Sri Sri Ravishankar’s Art of Living Foundation (AoL) is “responsible” for “causing damage and environmental degradation” to the Yamuna floodplains due to its three-day World Culture Festival (WCF) held in March 2016, the National Green Tribunal said on Thursday. The tribunal, which had earlier levied Rs 5 crore as environment compensation, did not impose any further costs on AoL.
Earlier this year, an NGT-appointed expert committee had noted that the rehabilitation of the floodplains would cost over Rs 42.02 crore and may take up to ten years. The tribunal said that AoL was responsible for “restoration and restitution of the flood plain limited to portion that was allotted” to it for the festival “in the original condition in which it was allotted to it prior to the event”.
“We hold and declare that Respondent No. 3 (AoL) is responsible for causing damage and environmental degradation of the flood plain of river Yamuna limited to the area that was awarded to it by Delhi Development Authority (DDA) and the State of Uttar Pradesh, in terms of the report of the High Powered Committee,” the order read.

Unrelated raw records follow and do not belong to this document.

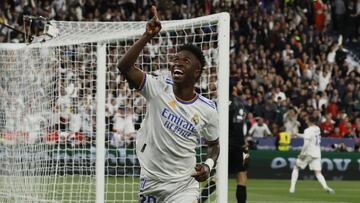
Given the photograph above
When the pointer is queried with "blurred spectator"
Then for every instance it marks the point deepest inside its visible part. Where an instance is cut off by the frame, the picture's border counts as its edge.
(259, 129)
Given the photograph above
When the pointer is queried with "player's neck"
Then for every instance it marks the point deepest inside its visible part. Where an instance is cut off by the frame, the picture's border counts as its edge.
(184, 93)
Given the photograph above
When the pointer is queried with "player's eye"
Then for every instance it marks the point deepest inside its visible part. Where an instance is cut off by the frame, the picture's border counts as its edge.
(187, 60)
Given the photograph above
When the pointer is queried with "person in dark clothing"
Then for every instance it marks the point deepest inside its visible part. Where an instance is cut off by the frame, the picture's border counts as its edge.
(238, 150)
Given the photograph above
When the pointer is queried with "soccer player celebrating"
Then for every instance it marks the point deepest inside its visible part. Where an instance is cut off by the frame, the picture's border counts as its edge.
(176, 116)
(310, 155)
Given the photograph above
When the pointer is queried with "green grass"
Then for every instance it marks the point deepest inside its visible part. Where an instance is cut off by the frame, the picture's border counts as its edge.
(77, 188)
(309, 191)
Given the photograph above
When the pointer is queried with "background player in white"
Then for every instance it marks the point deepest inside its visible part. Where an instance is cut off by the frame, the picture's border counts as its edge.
(176, 116)
(310, 155)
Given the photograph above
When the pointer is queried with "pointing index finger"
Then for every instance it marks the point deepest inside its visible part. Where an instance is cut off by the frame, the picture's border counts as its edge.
(154, 12)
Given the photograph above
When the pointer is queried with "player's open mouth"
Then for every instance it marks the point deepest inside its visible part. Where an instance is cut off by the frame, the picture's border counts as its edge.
(178, 73)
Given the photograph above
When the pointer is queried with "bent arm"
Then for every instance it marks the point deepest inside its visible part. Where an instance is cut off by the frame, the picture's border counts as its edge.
(133, 75)
(213, 150)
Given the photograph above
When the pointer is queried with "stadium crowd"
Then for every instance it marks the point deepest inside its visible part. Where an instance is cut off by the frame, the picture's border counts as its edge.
(287, 59)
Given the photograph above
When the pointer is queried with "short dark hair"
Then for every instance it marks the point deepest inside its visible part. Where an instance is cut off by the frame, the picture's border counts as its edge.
(196, 51)
(313, 119)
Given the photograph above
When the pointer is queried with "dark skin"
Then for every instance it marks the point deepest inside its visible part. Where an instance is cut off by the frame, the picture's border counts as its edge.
(184, 83)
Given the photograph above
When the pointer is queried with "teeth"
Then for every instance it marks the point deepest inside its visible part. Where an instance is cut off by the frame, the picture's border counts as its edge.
(177, 71)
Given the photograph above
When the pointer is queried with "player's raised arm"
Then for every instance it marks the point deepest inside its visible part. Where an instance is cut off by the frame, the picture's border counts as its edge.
(126, 63)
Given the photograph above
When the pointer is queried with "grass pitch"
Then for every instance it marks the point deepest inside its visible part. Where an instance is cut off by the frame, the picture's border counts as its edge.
(307, 191)
(124, 189)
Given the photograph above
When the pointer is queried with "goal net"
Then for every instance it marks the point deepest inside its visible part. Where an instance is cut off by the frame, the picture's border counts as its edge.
(68, 119)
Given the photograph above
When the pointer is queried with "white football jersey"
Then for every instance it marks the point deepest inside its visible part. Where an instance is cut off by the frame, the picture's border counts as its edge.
(312, 138)
(169, 134)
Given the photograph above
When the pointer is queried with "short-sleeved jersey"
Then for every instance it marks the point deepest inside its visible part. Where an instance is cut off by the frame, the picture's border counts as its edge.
(169, 133)
(312, 138)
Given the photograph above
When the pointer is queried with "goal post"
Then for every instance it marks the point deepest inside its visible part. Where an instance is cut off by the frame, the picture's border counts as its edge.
(69, 119)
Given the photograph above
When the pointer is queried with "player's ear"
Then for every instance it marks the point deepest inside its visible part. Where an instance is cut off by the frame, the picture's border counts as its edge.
(197, 74)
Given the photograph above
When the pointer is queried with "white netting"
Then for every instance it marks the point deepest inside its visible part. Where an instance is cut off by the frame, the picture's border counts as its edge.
(48, 108)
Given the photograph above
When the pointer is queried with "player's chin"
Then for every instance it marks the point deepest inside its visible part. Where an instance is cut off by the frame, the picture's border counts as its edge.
(178, 79)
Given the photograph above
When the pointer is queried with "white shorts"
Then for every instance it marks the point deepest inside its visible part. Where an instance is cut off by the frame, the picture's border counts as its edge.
(314, 163)
(153, 191)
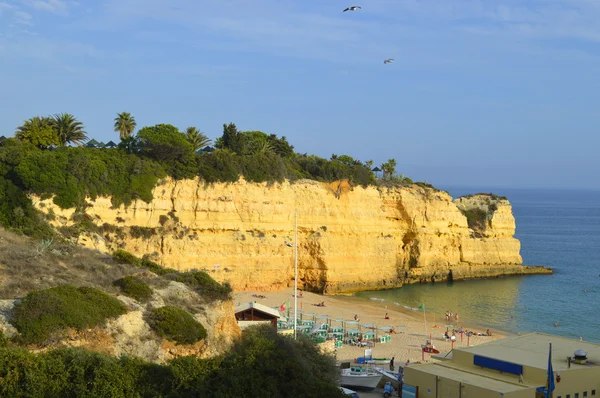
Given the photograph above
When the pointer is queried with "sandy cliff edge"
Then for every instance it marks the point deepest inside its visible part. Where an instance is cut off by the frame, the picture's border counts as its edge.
(350, 238)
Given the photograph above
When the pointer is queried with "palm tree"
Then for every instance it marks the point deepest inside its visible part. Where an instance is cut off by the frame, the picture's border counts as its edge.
(389, 167)
(38, 131)
(68, 129)
(197, 138)
(125, 124)
(36, 122)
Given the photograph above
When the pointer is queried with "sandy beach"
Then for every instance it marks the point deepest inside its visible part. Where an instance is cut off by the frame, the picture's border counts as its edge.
(409, 325)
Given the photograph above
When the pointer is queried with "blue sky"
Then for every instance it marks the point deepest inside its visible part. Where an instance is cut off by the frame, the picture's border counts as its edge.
(482, 93)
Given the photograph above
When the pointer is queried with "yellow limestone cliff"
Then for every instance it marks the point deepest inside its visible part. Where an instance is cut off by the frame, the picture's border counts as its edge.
(350, 238)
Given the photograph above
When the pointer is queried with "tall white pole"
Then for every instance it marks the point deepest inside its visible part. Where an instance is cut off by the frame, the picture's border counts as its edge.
(425, 318)
(296, 276)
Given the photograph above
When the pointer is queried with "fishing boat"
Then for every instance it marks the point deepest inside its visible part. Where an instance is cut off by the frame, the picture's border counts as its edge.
(372, 361)
(359, 378)
(390, 375)
(429, 348)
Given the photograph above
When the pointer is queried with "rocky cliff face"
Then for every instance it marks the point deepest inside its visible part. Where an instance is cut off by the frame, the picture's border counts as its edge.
(349, 238)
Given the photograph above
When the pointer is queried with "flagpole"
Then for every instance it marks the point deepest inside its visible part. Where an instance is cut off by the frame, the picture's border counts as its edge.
(549, 376)
(296, 276)
(425, 318)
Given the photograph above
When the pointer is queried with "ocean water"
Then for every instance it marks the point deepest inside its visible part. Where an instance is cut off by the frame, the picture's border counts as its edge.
(557, 228)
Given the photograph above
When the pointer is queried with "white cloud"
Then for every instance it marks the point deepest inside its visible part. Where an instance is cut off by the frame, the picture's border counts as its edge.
(44, 49)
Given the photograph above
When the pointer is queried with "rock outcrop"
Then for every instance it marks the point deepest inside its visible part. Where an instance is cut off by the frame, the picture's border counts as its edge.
(349, 238)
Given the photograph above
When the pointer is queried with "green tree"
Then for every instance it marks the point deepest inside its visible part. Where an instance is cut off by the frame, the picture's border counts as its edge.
(197, 138)
(389, 167)
(164, 142)
(125, 124)
(231, 138)
(68, 129)
(38, 131)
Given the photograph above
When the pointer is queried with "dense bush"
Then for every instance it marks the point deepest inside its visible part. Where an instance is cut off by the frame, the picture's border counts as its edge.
(134, 288)
(476, 218)
(266, 364)
(79, 373)
(177, 325)
(124, 257)
(43, 312)
(204, 284)
(261, 364)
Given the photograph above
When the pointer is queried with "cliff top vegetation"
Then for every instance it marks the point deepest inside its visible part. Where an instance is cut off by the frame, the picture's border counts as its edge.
(40, 159)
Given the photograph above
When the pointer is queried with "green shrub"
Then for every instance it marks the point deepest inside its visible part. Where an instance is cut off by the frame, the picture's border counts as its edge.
(125, 257)
(203, 284)
(177, 325)
(134, 288)
(476, 218)
(43, 312)
(261, 364)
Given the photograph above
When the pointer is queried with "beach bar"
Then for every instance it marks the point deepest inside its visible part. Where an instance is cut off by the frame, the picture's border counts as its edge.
(513, 367)
(251, 314)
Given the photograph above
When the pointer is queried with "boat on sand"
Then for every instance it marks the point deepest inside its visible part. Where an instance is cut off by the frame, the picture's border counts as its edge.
(358, 378)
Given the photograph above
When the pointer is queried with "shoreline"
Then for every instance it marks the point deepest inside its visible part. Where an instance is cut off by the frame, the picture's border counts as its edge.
(409, 325)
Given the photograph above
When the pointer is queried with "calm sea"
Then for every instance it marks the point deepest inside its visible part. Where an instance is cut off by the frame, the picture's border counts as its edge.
(559, 229)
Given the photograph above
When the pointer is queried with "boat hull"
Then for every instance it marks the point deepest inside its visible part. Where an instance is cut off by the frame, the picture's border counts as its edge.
(360, 382)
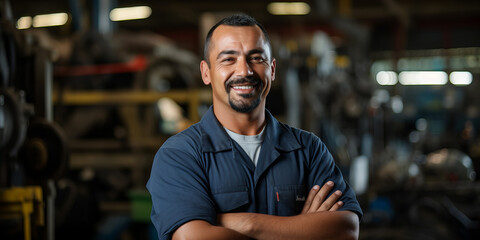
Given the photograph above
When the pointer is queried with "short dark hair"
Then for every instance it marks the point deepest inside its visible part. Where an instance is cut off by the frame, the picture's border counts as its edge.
(238, 20)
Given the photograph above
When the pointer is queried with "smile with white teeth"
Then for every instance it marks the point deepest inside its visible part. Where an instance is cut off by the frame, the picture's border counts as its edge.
(243, 87)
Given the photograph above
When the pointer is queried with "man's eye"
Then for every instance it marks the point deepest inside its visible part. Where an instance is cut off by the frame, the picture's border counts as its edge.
(257, 59)
(228, 60)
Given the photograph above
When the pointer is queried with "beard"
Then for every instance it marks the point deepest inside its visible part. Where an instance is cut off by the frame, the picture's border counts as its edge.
(247, 102)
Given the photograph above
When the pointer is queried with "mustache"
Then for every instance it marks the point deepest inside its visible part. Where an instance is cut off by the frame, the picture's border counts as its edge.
(252, 80)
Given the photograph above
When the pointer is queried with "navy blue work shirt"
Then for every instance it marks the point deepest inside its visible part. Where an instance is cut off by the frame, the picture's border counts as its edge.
(201, 172)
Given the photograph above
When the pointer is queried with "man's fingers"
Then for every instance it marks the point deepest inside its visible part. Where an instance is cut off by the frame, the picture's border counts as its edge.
(318, 197)
(336, 206)
(310, 197)
(331, 201)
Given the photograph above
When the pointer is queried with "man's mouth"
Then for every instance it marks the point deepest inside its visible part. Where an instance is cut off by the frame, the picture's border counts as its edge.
(242, 85)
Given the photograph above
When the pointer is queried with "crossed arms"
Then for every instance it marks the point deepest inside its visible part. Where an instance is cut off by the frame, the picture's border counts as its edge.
(319, 219)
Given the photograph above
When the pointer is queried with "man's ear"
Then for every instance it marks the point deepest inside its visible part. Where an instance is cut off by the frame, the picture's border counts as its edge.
(274, 65)
(205, 70)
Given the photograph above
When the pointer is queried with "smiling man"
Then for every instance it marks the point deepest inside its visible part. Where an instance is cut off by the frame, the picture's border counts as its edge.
(239, 173)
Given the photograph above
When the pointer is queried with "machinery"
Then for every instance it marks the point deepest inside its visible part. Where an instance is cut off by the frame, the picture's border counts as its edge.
(33, 150)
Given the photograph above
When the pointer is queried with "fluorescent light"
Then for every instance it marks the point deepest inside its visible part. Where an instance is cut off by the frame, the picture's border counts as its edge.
(130, 13)
(288, 8)
(461, 78)
(423, 78)
(24, 22)
(49, 20)
(386, 78)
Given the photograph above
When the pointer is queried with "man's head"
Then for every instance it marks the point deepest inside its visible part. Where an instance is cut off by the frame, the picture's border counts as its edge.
(238, 64)
(236, 20)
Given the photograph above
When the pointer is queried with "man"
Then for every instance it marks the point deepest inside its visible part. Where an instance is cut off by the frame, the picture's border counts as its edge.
(239, 173)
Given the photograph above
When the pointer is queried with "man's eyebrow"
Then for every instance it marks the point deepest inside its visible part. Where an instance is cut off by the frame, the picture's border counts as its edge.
(255, 51)
(227, 52)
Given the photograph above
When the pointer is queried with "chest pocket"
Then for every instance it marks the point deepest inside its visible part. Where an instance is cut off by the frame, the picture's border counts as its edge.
(290, 199)
(232, 200)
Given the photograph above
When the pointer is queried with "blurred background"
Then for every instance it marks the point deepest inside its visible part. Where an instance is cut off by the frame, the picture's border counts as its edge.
(90, 89)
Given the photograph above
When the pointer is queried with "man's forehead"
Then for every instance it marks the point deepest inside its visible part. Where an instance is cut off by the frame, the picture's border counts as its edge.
(235, 33)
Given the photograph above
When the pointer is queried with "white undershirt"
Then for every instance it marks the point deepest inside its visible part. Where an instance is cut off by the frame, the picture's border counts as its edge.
(250, 144)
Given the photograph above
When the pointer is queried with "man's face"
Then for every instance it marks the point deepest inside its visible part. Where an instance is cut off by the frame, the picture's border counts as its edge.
(241, 70)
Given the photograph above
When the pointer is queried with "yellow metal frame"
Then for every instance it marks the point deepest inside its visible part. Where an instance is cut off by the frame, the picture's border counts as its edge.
(23, 202)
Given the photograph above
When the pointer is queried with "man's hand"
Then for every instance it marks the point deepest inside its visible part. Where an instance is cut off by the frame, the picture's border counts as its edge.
(317, 202)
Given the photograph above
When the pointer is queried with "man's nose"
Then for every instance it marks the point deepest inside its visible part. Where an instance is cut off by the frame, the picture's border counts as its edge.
(244, 68)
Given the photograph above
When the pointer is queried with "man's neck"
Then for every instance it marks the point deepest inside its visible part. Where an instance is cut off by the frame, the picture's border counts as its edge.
(250, 123)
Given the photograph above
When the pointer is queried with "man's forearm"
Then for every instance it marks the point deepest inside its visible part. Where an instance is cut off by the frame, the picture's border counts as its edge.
(319, 225)
(199, 230)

Reacting to the verdict, the AoL expressed “disappointment” and claimed it had complied with all environment norms and its submissions before the tribunal were not considered. “We will appeal to the Supreme Court. We are confident that we will get justice before the Supreme Court,” AoL said in a statement.
The judgment noted that the WCF had caused “serious pollution on the floodplain of the river” as nearly 35 lakh people had gathered at the site. “The flood plains are not and cannot be equated to waste lands. They should not be treated as lands lying fallow and utilized in the manner which is unacceptable and would have adverse impacts. It is the duty of the statutory authority, Government and the people at large to protect and preserve the flood plains or river Yamuna,” the judgment noted.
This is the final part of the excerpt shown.